Luke squeezes my hand. It has been years, centuries, it seems, since we have been here. The dismal skies are appropriate for our arrival, for this is not a nostalgic journey. We would rather not remember my stay here, my imprisonment I should say, after the dreadful accident that took my parents' lives.
But our journey is sadder yet. The funeral air is correct. We have come to bury my real father, to put Troy Tatterton finally to rest alongside his true love, my mother, Heaven.
He had remained in his little cottage all these years, continuing his intricate artistic work on the wonderful Tatterton Toys, leaving only for special occasions like the births of my children. But whenever he visited us, no matter what the occasion, he could never stay away from Farthinggale long. Something always called him back.
Now he will never leave.
Even though the great house looms forever in my nightmares, and the memories of those tortured days remain remarkably vivid still, once I took upon this grand estate, I understand why Troy had the need to return. Even I, who have every reason not to, feel a need to reenter the house and walk through its long corridors, up its great stairway to view the room that had been my cell.
Luke doesn't want me to go inside.
"Annie," he says, "it's not necessary. We'll wait for the burial ceremony to start and greet whoever there is to greet outside."
But I can't help myself. Something draws me on.
I don't enter what was my bedroom. There are cobwebs everywhere and everywhere there is dust and grime. Curtains are faded and hang loose. Linens look stained, dirty.
I shake my head and walk on, pausing at Jillian's suite, the famous suite Tony had kept up with a fanatical urgency, refusing to face up to Jillian's passing and all that had gone with it. The suite has always intrigued me. It intrigues me now. I walk in, look up at the mirrors without their glass, gaze at the clothing still draped over chairs, the toiletries still on the vanity table. I pass it all, slowly, moving like one through a dream, the air like gauze.
And then I stop at Jillian's desk.

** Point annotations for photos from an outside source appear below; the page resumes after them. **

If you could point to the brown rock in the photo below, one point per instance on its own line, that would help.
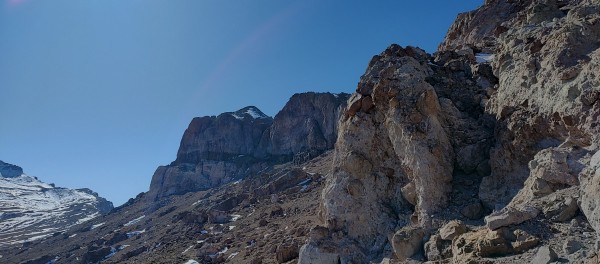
(544, 255)
(407, 242)
(452, 229)
(473, 211)
(437, 249)
(285, 253)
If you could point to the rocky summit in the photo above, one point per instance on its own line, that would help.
(219, 149)
(486, 151)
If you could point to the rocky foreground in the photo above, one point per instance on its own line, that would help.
(485, 152)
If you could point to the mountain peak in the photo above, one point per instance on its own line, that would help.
(249, 111)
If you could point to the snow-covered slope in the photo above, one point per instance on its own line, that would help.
(31, 209)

I do not know why I do, but perhaps it's because the drawer is slightly open. Everything about this suite intrigues me and I wonder if there is something in that drawer that Jillian might have written during her days of madness.

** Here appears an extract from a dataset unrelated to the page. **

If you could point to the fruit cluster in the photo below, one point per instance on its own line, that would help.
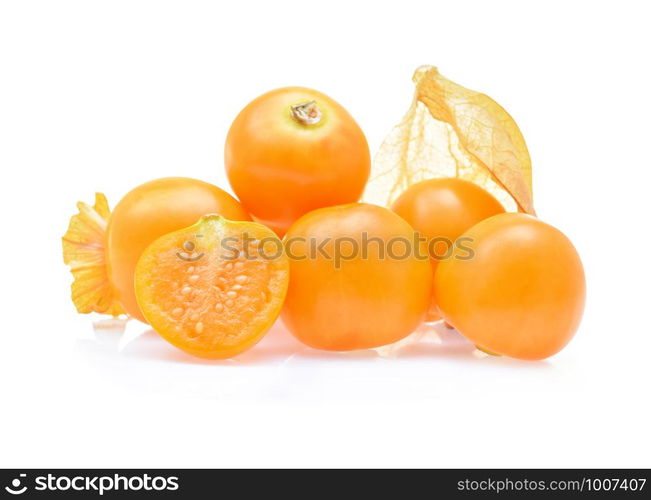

Curiosity takes hold of me and I open the drawer. I blow away the dust and peer inside to see blank paper, pens and ink. Nothing unusual I think and then I spot the cloth bag toward the rear of the drawer and reach in.
There's a book in it. I take it out slowly.
LEIGH'S BOOK, it says on the front. I hold my breath. It is my grandmother's diary. I open to the first page and find myself falling back through time.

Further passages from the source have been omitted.